E-commerce is obviously a boost for consumers, but you also have to consider the business case for e-commerce. In the past, well-located retail spaces in cities and town centers were expensive overheads, with rents and rates a challenge even for established businesses. Now, as consumers increasingly shop online, both startups and multinationals may consider putting e-commerce at the heart of their strategy.

There are, of course, limits to the reach of electronic commerce. The Main Street is a cornerstone of British culture; entire cities are designed and built to cross them. There will always be a place for brick and mortar. Many consumers will prefer the personalized service and social experience of physical retail, which they trust through experience. Others will just want to personally examine the quality of the products before agreeing to buy. It must be admitted that there are bridges that online sales cannot cross.

Obviously, e-commerce businesses cannot afford to be complacent. As such, they should consider how they can provide a service to meet these needs. Talking to customers to understand how their service can be improved, for example consulting a logistics consultant to create the most efficient courier service would be a good place to start. Such measures will go a long way in maintaining customer satisfaction and encouraging customer retention.
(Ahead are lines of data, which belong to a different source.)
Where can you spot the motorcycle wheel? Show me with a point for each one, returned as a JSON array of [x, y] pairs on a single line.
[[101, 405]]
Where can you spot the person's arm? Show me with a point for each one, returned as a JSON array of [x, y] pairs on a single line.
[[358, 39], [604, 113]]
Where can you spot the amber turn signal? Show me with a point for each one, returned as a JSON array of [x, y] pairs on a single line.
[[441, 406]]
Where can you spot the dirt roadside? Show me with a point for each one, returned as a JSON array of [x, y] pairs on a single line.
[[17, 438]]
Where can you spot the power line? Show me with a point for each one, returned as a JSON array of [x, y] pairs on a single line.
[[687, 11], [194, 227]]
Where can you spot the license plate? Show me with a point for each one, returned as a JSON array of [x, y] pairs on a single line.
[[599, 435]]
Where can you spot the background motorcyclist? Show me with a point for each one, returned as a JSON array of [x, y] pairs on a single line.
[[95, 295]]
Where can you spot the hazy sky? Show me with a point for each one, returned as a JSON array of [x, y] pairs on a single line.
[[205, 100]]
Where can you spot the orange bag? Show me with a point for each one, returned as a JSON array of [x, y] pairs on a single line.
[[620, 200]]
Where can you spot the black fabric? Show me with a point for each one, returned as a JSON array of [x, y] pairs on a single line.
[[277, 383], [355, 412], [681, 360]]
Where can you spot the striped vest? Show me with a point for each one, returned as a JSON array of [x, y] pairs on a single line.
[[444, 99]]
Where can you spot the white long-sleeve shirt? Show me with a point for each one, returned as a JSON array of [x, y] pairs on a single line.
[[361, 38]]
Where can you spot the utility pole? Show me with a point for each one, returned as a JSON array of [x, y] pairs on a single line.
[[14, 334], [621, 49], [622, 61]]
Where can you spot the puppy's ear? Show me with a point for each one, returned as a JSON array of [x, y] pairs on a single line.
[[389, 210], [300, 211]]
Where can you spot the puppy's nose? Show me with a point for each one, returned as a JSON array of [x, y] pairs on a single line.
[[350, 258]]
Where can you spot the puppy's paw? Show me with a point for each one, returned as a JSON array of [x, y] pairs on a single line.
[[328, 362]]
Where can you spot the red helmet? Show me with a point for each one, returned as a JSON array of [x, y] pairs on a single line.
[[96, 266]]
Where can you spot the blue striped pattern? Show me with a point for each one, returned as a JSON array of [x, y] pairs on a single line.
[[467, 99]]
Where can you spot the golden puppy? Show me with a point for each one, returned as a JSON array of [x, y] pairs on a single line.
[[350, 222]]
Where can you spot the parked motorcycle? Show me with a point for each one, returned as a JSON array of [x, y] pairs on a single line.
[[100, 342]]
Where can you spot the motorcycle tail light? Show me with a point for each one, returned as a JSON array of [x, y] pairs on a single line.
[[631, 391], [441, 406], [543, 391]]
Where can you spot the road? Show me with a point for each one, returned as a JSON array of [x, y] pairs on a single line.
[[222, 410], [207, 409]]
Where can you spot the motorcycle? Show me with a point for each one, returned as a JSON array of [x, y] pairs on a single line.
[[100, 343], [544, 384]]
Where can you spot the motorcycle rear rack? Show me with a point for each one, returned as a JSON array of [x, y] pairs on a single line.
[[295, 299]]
While there are limits and challenges associated with the resurgence of physical retailing in the coming months, it will be interesting to observe the sustainability of the e-commerce boom. Consumer trends are hard to predict in the simplest of times, but the convenience of online retailing can now boast of being important in staying competitive. As in the main street, everything will depend on the quality of the service offered. In this case, e-commerce companies can look to the future with confidence.